Twenty Commonwealth African nations were present to discuss strategies for reducing corruption on the continent and fostering economic growth.

Dr. Bawumia outlined a few of the government’s digital projects that have been in place since 2017 and are greatly benefiting the country.

He mentioned, for example, the portal, which is a one-stop shop for electronic payments for public services and has allowed the government to earn GH¢201 billion since 2020.

According to him, the Passport Office witnessed a rise in applications from 347,000 to 752,000 between 2018 and 2023, with revenues rising from GH¢12 million to GH¢94 million as a result of the digitalization of passport acquisition operations.

Furthermore, the Controller and Accountant General’s Department was able to remove 29,000 “ghost” pensioners from the public sector payroll and save the country GH¢480 million yearly thanks to the integration of the public sector databases made possible by the usage of GhanaCard.
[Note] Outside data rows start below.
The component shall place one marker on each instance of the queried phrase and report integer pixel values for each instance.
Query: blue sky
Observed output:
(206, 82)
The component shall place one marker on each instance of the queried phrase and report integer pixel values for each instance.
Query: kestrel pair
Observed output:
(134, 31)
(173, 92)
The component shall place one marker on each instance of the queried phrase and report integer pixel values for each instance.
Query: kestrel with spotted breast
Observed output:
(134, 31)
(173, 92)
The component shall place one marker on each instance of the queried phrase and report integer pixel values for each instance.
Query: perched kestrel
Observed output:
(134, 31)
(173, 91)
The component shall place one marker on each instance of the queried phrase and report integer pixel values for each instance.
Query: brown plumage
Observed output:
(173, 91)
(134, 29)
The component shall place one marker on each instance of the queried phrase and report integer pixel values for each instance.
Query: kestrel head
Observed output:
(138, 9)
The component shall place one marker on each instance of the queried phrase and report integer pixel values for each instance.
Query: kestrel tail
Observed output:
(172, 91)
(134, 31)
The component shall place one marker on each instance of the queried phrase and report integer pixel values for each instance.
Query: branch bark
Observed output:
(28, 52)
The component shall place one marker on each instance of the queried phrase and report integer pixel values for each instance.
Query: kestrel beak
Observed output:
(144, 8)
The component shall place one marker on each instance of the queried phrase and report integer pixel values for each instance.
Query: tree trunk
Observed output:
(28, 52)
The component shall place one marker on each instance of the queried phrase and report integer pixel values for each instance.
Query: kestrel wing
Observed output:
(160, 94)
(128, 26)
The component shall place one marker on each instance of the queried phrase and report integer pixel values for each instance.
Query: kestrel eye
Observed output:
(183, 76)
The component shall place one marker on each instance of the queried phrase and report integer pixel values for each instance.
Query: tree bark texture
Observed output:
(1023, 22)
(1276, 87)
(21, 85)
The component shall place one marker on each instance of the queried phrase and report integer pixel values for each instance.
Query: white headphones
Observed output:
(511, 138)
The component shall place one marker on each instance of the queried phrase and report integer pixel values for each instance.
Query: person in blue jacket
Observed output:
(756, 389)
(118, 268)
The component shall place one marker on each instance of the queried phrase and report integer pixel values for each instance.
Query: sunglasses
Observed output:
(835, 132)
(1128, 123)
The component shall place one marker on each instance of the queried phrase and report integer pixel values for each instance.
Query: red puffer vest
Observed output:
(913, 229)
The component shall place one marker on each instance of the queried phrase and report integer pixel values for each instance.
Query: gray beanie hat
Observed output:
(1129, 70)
According to Dr. Bawumia, the country was able to save GH¢356 million by using the GhanaCard, a unique identity card that allowed the government to identify 44,707 ghost identities on the National Service Scheme payroll.

He entreated Anti-Corruption Agencies in Africa to invest in digital forensics and tools to assist them to track, trace and distract the corruption value chain.

The anti-graft institutions in Africa must also acquire Customised Security Operation Centres to enable them to fight corruption networks.

The Vice President said Ghana could fight corruption more efficiently if the Central Bank finally introduced the Central Bank Digital Currency (CBDC), otherwise known as the e-Cedi.

“Because it would make it simple to trace money transactions and spot questionable activity, the e-Cedi will be our most powerful tool in the battle against corruption, the speaker declared.

Additionally, it will allow the Bank of Ghana to guarantee the highest standards of transparency and lower the danger of money laundering, tax evasion, and fraud.